A reply from the same Hotspot engineer.
Paul
----
| Is there a reason why signal chaining is not enabled by default on
linux/solaris?
Just wanted to clarify - signal chaining is enabled by default for the JVM.
The way signal chaining works is cooperatively. i.e. when the JVM
starts, it "chains", i.e. saves
existing signal handlers for the signals it uses. Then when the JVM
gets a signal, it first processes
it itself and then passes it to the next "chained" signal handler.
With cooperative chaining, if the AMD or NVIDIA drivers also supported
(or it sounds like will support :-)
signal chaining - when the drivers register signal handlers, instead of
overwriting existing
signal handlers, they will also save them in a chain and pass on signals.

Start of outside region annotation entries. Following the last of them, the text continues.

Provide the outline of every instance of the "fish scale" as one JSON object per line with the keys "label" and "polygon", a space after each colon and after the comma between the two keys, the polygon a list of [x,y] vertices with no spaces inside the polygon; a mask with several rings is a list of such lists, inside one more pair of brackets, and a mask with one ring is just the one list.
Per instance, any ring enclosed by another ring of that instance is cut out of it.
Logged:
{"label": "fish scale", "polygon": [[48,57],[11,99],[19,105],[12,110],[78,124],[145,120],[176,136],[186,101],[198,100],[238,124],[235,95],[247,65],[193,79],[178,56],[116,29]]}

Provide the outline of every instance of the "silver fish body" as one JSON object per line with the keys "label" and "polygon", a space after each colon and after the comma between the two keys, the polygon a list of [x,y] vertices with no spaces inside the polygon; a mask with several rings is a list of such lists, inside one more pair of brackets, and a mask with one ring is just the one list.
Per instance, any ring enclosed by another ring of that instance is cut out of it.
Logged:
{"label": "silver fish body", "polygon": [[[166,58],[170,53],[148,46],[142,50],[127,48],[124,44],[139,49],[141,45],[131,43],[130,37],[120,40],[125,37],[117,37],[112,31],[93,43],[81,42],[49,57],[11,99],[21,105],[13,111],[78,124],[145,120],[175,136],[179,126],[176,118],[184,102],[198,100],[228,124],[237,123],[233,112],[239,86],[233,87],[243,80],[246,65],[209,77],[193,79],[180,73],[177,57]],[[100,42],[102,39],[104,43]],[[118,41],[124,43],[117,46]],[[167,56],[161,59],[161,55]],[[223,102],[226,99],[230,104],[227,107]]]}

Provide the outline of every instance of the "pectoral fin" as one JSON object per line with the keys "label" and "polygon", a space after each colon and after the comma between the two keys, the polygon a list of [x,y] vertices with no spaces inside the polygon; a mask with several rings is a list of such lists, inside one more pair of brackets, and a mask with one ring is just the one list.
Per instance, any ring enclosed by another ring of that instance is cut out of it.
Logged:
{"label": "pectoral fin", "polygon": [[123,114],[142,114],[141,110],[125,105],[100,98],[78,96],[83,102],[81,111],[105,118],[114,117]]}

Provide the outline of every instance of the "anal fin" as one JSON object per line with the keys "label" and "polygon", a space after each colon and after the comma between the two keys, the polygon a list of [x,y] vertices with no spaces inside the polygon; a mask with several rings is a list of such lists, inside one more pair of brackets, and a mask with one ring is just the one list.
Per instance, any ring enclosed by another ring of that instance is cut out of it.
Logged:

The libjsig.so which HAS to be set via a LD_PRELOAD interposes on the
system calls for
registering signal handlers. It has to be there before any of the
subsystems register signal handlers
and provides cooperative signal chaining for subsystems that do not
provide it themselves.
So, the best fix of course is the one you are pursuing, which is asking
Nvidia and AMD to also
perform cooperative signal chaining.
----
On 5/19/10 2:54 PM, Michael Bien wrote:
Hello Everyone,
(sorry for the delay, but something went wrong with my subscription, i
haven't noticed that I already got an answer)
comments inline...
More info from Hotspot engineers.
----
>Does webstart allow running your own native code in an applet?
yes
(Does
plugin while
>So I am guessing that they have java interfaces using the jvm/JIT
> - then gluegen -- how does gluegen work here? Is it precompiled
gluegen generates very thin JNI binding code, its precompiled ->
nothing at runtime.
but we have basically two modes: static linking against libOpenCL.so
or dynamic loading and invocation via function pointers which we
currently use for JOGL but not yet for JOCL (except for CL extensions).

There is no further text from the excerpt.